If you work in data protection or are just active online, you’ll likely have heard of GDPR. Drafted and passed by the EU, it is the most stringent privacy and security law worldwide. However, GDPR isn’t exclusively related to EU countries. Because GDPR imposes obligations on organisations anywhere in the world if they find themselves in possession of data from EU citizens.
That’s why it’s so important to ensure your business is GDPR compliant.
Here we’ll be explaining what exactly is GDPR and the important implications. That includes topics of consent, compliance, and personal data.
What is GDPR?
The General Data Protection Regulation (GDPR) is the legal framework guiding the collection and processing of the personal data of residents of the European Union (EU). The framework was first adopted in April 2016 but did not come into full effect until May 2018.
GDPR is the toughest privacy and security law worldwide. That’s because a website is still liable under GDPR even if it doesn’t market goods or services to EU residents specifically. Any site that attracts European visitors is affected.
Why was GDPR implemented?
Europeans have long held privacy a necessary right. That’s why, in the 1950 European Convention on Human Rights, it was codified that “Everyone has the right to respect for his private and family life, his home and his correspondence.”
Yet, the convention became overshadowed by technological advancement.
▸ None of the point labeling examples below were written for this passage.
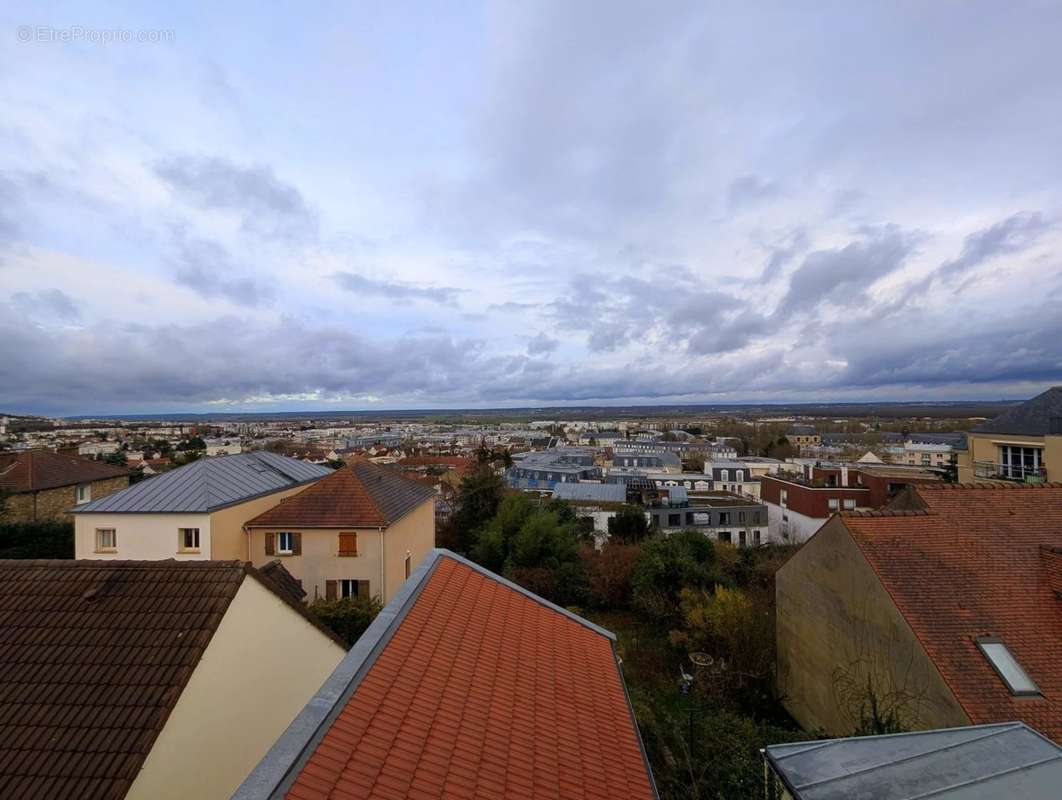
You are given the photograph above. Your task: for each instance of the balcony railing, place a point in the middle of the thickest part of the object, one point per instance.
(992, 471)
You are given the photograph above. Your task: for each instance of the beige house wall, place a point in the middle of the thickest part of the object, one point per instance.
(837, 629)
(140, 537)
(380, 559)
(242, 696)
(985, 447)
(226, 525)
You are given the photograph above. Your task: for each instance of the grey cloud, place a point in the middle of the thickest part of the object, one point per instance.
(48, 305)
(749, 190)
(542, 344)
(842, 275)
(398, 291)
(266, 204)
(207, 269)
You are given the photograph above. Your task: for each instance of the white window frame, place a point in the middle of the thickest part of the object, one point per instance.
(114, 540)
(182, 541)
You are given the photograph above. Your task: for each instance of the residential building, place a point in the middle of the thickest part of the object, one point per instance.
(543, 470)
(156, 680)
(465, 685)
(360, 531)
(1023, 444)
(723, 518)
(43, 484)
(1008, 760)
(191, 513)
(801, 500)
(944, 607)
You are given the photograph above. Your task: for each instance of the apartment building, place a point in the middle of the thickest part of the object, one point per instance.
(194, 512)
(358, 532)
(1023, 444)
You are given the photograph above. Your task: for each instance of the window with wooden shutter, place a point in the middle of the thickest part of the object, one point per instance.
(347, 544)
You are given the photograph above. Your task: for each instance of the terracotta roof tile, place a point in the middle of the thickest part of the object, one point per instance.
(482, 692)
(32, 471)
(982, 560)
(361, 495)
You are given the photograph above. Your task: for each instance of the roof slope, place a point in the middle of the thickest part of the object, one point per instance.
(975, 763)
(466, 685)
(1032, 418)
(209, 483)
(32, 471)
(361, 495)
(973, 564)
(93, 656)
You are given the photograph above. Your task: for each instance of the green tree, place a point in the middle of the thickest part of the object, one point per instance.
(347, 617)
(668, 564)
(629, 526)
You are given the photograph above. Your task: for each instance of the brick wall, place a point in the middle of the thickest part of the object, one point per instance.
(53, 504)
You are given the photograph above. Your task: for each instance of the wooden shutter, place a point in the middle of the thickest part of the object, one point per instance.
(347, 544)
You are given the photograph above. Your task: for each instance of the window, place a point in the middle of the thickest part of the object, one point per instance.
(1006, 665)
(285, 543)
(188, 540)
(348, 543)
(106, 540)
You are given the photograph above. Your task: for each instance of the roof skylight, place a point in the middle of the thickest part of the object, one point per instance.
(1003, 661)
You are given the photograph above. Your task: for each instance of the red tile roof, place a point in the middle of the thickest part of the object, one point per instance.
(980, 560)
(32, 471)
(360, 495)
(482, 691)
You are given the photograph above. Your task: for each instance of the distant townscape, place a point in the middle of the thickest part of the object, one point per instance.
(672, 605)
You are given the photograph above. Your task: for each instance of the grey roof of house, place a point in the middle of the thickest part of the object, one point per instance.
(598, 492)
(1008, 760)
(1032, 418)
(208, 483)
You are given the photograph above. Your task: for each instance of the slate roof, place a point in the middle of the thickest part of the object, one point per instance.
(977, 763)
(208, 484)
(1032, 418)
(465, 685)
(360, 495)
(93, 656)
(977, 560)
(32, 471)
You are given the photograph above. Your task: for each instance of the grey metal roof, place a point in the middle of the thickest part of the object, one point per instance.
(597, 492)
(1008, 760)
(209, 483)
(1032, 418)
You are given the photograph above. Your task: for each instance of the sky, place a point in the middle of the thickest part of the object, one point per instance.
(253, 207)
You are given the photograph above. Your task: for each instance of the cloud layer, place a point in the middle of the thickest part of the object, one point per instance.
(532, 203)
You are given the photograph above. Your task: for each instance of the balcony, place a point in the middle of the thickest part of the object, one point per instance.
(992, 471)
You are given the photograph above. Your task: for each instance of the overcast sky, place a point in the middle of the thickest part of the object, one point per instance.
(388, 205)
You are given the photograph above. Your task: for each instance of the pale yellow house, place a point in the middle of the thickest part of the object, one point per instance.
(1023, 444)
(192, 513)
(360, 531)
(150, 680)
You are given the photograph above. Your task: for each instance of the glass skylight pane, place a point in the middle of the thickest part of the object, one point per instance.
(1009, 669)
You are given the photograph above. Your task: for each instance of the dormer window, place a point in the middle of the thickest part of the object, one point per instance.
(1007, 667)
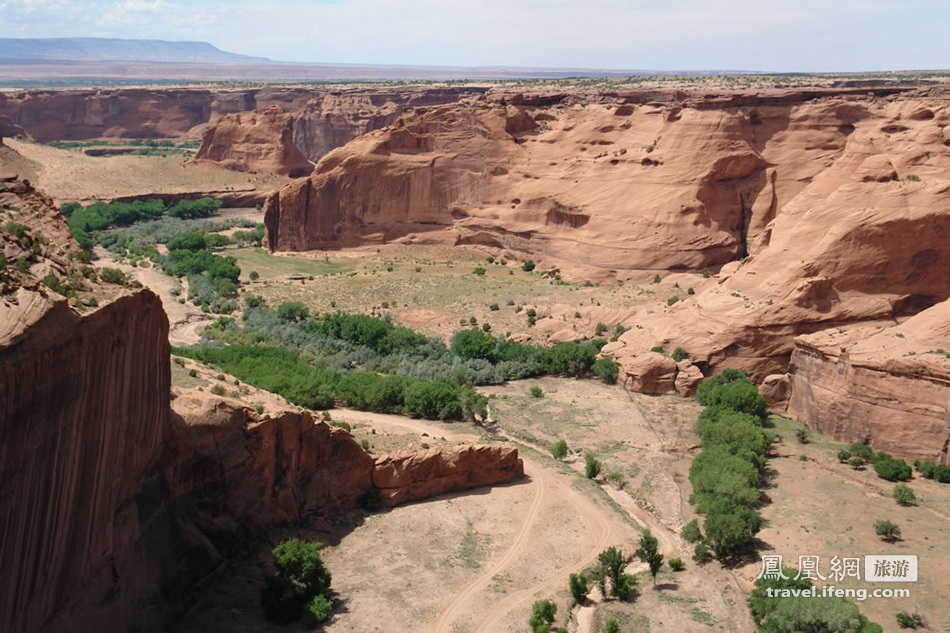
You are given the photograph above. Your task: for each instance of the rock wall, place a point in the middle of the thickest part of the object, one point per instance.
(886, 385)
(324, 119)
(83, 417)
(403, 478)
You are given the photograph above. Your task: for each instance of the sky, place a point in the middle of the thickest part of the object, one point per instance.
(668, 35)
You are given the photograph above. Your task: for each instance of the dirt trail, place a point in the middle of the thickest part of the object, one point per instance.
(549, 488)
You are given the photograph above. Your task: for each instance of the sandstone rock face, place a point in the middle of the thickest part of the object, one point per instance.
(83, 417)
(699, 182)
(404, 478)
(841, 249)
(888, 385)
(324, 119)
(688, 377)
(255, 142)
(651, 373)
(775, 390)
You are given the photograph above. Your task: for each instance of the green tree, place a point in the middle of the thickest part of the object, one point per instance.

In 1995, therefore, the EU passed the European Data Protection Directive – to establish minimum data privacy and security standards. Using these standards, each member state would then draft its legislation.
What the standards failed to appreciate was the sheer scale of personal data collection. What was needed was a way to ensure public consent, fundamental to EU attitudes on privacy – so the EU returned to the drawing board.
With ever more of our personal data found online, the EU moved to increase the protection of EU citizens robustly. Concerns were raised about the limited regional scope of former legislative initiatives, despite the global reach of the online sphere. Therefore, EU legislators proposed regulation with truly global reach.
The result was GDPR.
What are the principles of GDPR?
Under GDPR, seven broad principles were outlined. These include:
- Lawfulness, fairness, and transparency. All data collection must be lawful, fair, and transparent to the individual.
- Purpose limitation. Data collection should be restricted only to essential purposes.
- Data minimization. No irrelevant personal data is collected – it must pertain to the stated purpose.
- Accuracy. Personal data must be accurate and up-to-date.
- Storage limitation. Personal data may only be stored for as long as needed for the stated purpose.
- Integrity and confidentiality. Personal data consented to for collection must be kept safe and secure.
- Accountability. The data controller must demonstrate how they are compliant with GDPR.
Privacy rights and GDPR
In addition to the seven principles, GDPR also recognizes many privacy rights for data subjects. The fundamental goal is to give users more control and access to their personal data. Thus, personal data is no longer owned by the organizations but merely loaned for a time.
The privacy rights for data subjects include:
- The right to be informed
- The right to access
- The right to rectification
- The right to erasure
- The right to restrict processing
- The right to data portability
- The right to object
- Rights in relation to automated decision making and profiling
What are the requirements under GDPR?
Have you noticed those cookie boxes on a website? That’s the result of GDPR. They were implemented as, to be GDPR compliant, customers must be explicitly content to any information-gathering. Since “cookies” are small files of personal data, they fall under its remit.
That isn’t all of the GDPR requirements, however.
Following a data breach, sites must inform any visitors promptly if their personal data is affected. They will need to do this, even if their local legislation is not as strict.
Moreover, organizations must conduct a data security review to ensure compliance. And evaluate if a dedicated data protection officer (DPO) is necessary. Site users must also be able contact the data controller and ask for their personal data to be erased.
Finally, all personally identifiable information (PII) must be anonymized; merely gaining consent is not enough. Pseudonymization is also permitted – where a pseudonym replaces a consumer’s identity. That allows data controllers to still conduct data analysis without jeopardizing user privacy.
What happens if you’re not GDPR compliant?
Suppose you fail to gain explicit consent for personal data collection? You’re no longer GDPR compliant.
So, what happens?
In most cases, serious breaches of GDPR will result in hefty fines – up to £17,000,000. However, in some cases, GDPR enforcement regulators may not fine the business but merely require action from the site owner.
That may sound better – however, it can still significantly tarnish your business’s reputation, leading to a loss of customers.
Either way, failure to be GDPR compliant can and does sink businesses. Most do not have the necessary funds to pay the eye-watering fines, nor suffer the loss of business.
That’s led to some severe criticism of GDPR. Critics argue it has created an undue administrative burden. There is also concern that, on the one hand, the guidelines are too vague for certain areas, i.e., employee data. Whereas, on the other hand, there’s a worry that the legislative burden will continue to increase over time, further hampering online businesses.
Whatever your opinion of GDPR, it’s here to stay. With almost every significant online business affected, it’s essential to know the ins and outs of GDPR to stay compliant.
If you believe you are affected by GDPR, we wholly recommend reading the 88-page regulation itself.